Landesrätin Schaar betonte, dass "die Studie bestätigt, dass Kärnten ein starkes Sozialsystem hat. Um dieses zu optimieren, müssen wir Einrichtungen stärker vernetzen, vor allem in ländlichen Gebieten, und die Leistungen noch näher an die Menschen bringen. Sozialraumorientierung ist ein interessanter Ansatz, den wir in Kärnten aktuell in mehreren Bereichen, unter anderem in der Kinder- und Jugendhilfe, prüfen. Unser Ziel ist es, die Unterstützung auf allen Ebenen und für alle Generationen zu intensivieren, die Prävention in Familien zu verstärken und die Sozialberufe qualitativ aufzuwerten."

"leave no one behind"

Armutsnetzwerk-Obmann Christian Eile: „Die Ergebnisse der Kärntner Armutsstudie zeigen deutlich, wie wichtig frühe und möglichst ganzheitliche und aufeinander abgestimmte Hilfsangebote für Armutsbetroffene sind. Nachdem die Ursachen von Armut und Ausgrenzung bis in die Kindheit und Jugend zurückreichen, braucht es umfassende Unterstützung im Sinne präventiver Angebote. Der Auftrag in der Armutsbekämpfung ist deutlich: "leave no one behind" bedeutet, allen Menschen in der Gesellschaft die gleichen Rechte und Möglichkeiten mit dem Ziel bestmöglicher Entfaltung einzuräumen.

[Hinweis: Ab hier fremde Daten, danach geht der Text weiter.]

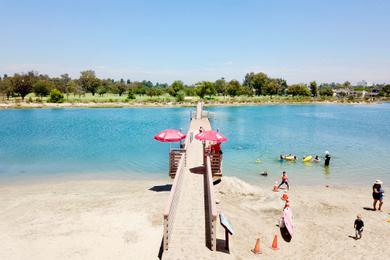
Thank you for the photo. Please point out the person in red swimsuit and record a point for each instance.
(284, 180)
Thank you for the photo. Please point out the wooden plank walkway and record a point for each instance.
(188, 237)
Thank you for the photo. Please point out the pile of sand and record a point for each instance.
(111, 219)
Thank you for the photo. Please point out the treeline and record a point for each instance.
(20, 85)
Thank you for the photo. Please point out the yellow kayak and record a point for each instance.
(289, 158)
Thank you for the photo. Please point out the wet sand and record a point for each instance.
(121, 219)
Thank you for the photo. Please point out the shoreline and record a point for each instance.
(115, 219)
(141, 104)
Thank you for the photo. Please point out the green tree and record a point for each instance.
(6, 87)
(88, 81)
(220, 86)
(175, 87)
(347, 84)
(205, 88)
(23, 83)
(42, 87)
(101, 90)
(313, 88)
(326, 91)
(256, 81)
(56, 96)
(180, 96)
(298, 90)
(130, 94)
(272, 87)
(233, 88)
(385, 91)
(121, 88)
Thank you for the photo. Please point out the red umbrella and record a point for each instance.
(211, 136)
(170, 135)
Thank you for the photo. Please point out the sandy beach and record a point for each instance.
(122, 219)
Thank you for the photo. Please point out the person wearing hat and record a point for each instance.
(378, 194)
(327, 158)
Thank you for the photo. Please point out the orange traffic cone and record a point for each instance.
(257, 249)
(276, 186)
(275, 243)
(284, 196)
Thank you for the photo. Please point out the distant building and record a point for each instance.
(362, 83)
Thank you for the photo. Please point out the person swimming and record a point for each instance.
(327, 158)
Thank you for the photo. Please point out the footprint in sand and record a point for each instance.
(130, 237)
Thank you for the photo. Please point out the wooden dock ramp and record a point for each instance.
(190, 216)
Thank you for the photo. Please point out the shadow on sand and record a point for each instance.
(285, 234)
(221, 246)
(198, 170)
(160, 188)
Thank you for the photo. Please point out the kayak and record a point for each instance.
(289, 157)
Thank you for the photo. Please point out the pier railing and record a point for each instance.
(170, 209)
(174, 159)
(211, 207)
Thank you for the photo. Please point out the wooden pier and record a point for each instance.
(190, 216)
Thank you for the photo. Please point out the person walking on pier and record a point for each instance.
(284, 180)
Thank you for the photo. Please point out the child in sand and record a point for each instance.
(284, 180)
(358, 225)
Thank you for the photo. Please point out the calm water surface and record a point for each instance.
(39, 143)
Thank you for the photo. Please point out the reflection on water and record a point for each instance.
(120, 141)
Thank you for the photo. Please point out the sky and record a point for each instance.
(163, 40)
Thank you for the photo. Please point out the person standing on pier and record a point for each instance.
(327, 159)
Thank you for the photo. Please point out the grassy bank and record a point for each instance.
(113, 100)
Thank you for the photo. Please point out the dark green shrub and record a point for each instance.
(56, 96)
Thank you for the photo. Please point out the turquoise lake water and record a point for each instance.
(40, 143)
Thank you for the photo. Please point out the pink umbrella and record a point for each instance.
(211, 136)
(170, 135)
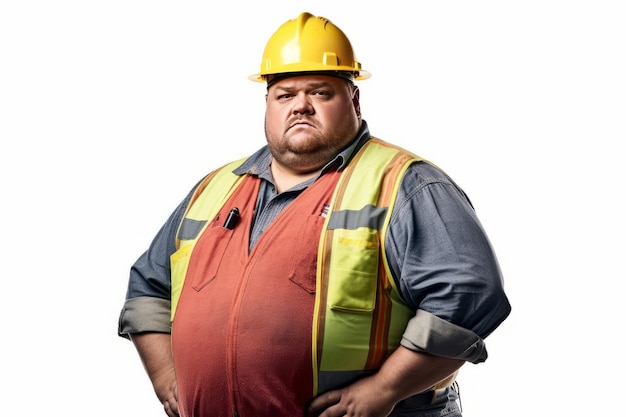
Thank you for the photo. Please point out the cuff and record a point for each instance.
(144, 314)
(428, 333)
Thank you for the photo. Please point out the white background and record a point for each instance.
(111, 110)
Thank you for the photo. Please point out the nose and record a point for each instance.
(302, 104)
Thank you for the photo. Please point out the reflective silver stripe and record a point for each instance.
(190, 228)
(369, 216)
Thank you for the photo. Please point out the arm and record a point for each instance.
(155, 352)
(403, 374)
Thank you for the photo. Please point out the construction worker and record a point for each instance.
(330, 273)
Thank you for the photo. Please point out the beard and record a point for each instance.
(309, 152)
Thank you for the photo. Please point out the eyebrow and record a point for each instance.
(311, 85)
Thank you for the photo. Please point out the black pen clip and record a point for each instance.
(232, 218)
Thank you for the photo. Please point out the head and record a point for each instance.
(312, 103)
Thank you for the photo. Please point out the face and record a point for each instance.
(308, 119)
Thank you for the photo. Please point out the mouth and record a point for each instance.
(299, 123)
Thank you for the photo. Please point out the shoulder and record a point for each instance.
(423, 174)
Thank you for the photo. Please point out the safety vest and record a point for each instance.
(359, 314)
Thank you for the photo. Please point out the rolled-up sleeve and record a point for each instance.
(445, 267)
(147, 305)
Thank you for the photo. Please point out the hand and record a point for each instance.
(364, 398)
(166, 390)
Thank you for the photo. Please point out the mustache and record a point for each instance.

Forderung der Arbeiterkammer

Gastgeber der Sozialen Dialog Konferenz war die Arbeiterkammer Kärnten. AK-Präsident Günther Goach betont: "Armut darf kein privates Schicksal sein, sondern benötigt unser aller Kraftanstrengung, um den Betroffenen langfristig zu helfen und Perspektiven zu schaffen. Die Arbeiterkammer Kärnten fordert daher die Regulierung der Mietpreise im frei finanzierten Wohnbau, den Ausbau des gemeinnützigen Wohnungsbaus auch außerhalb des Zentralraums, die Erweiterung der Kinderbetreuungs- und Bildungsangebote, inklusive Betriebskindergärten, um mehr Frauen die Vollbeschäftigung und damit die finanzielle Unabhängigkeit zu ermöglichen."